Sparx Group CEO Shuhei Abe is legendary for his skills at the negotiating table — and for his appetite for growth. Largely by shrewd and steady acquisition, the 54-year-old, Tokyo-based titan has built Sparx, founded in l989, into by far the biggest Asian hedge fund firm, with current total assets under management of $12 billion ($8.13 billion in hedge funds). There was some surprise, then, when Abe (pronounced AH-bay) announced this year that he was selling part of his controlling interest in $3 billion Seoul-based Cosmo Investment Management to the Lotte Group, one of Seoul’s five largest chaebol, the huge family-owned industrial conglomerates that have dominated South Korea’s economy for decades.

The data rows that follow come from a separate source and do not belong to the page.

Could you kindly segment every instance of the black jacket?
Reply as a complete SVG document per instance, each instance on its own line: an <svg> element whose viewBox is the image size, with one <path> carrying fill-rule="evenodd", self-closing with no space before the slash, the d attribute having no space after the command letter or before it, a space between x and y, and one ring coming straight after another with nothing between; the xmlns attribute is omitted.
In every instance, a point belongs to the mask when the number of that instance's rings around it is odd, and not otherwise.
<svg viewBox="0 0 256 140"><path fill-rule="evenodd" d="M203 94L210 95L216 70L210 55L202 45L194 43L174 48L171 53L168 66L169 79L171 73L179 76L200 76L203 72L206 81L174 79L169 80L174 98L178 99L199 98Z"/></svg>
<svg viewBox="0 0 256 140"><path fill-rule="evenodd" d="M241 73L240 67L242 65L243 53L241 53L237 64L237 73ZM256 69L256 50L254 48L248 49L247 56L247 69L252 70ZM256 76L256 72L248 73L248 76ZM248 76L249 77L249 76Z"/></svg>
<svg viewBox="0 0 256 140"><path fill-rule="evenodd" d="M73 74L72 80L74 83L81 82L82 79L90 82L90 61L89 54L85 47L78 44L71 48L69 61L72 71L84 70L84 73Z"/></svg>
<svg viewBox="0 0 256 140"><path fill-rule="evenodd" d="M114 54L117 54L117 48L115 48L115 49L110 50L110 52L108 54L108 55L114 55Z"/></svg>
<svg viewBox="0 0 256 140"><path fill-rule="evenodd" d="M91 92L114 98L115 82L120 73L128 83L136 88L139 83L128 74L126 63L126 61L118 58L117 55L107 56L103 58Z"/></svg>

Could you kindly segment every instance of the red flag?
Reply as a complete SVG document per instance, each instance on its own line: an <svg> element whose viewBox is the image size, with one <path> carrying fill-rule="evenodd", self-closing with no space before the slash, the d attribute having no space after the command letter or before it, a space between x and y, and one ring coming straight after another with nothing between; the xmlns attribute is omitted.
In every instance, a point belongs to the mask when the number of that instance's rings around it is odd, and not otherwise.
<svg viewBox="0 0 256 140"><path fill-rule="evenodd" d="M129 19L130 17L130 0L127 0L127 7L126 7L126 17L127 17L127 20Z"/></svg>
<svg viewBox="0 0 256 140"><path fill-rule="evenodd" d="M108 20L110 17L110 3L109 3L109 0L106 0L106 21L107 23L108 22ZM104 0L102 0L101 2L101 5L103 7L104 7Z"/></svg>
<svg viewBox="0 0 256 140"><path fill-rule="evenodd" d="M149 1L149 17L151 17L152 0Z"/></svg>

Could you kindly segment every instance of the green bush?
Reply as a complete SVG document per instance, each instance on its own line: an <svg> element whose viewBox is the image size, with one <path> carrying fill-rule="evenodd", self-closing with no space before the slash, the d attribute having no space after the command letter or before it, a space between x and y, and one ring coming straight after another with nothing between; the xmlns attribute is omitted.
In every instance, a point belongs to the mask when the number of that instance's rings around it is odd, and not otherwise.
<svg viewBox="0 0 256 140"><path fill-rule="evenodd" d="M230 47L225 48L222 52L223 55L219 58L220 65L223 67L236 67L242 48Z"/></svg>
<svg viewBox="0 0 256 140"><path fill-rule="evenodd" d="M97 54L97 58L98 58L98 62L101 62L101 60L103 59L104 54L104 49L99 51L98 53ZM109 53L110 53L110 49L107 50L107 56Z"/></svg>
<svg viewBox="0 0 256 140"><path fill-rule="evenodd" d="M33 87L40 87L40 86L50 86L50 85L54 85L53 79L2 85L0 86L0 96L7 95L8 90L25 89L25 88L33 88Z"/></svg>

But the deal would clearly benefit Sparx by giving it a weighty local partner with an enormous retail following. Lotte, whose core business is department stores, boasts a customer base of 10 million credit card holders, and managers at Sparx and Lotte see the potential marriage as a defining moment in selling the South Korean public on the possibilities of asset management and hedge fund investment. The proposal makes sense for Lotte too because South Korea is deregulating the financial sector, making the chaebol fearful of up-and-coming rivals. Lotte, which has 38,000 employees in South Korea and Japan, sees the deal as a chance to get into the retail financial sector in a big way, with a savvy partner at its side.
Neither party will reveal much about the deal, but insiders at Lotte say the company is insisting on holding a 51 percent interest in the Cosmo stake it would share with Sparx. The size of the transaction is estimated at up to $500 million, and Lotte is hoping to close it by the end of the year, though recent declines in the stock market in South Korea have been a drag on talks.
In 2005, Sparx bought a 68 percent stake in Cosmo as part of a larger overseas play that included the complete buyout of Hong Kong–based hedge fund firm PMA Capital Management in 2006. Cosmo performed well after Sparx bought its controlling stake; assets under management shot up sevenfold in less than three years, a fact that Sparx negotiators have no doubt mentioned to Lotte executives. Although Masatoshi Fukami, Sparx’ managing director in charge of strategy, said in June that he hoped to complete the deal by the end of August, negotiations continued to ebb and flow as that date passed. If home field is an advantage, Lotte may have the upper hand: The talks are taking place in Seoul.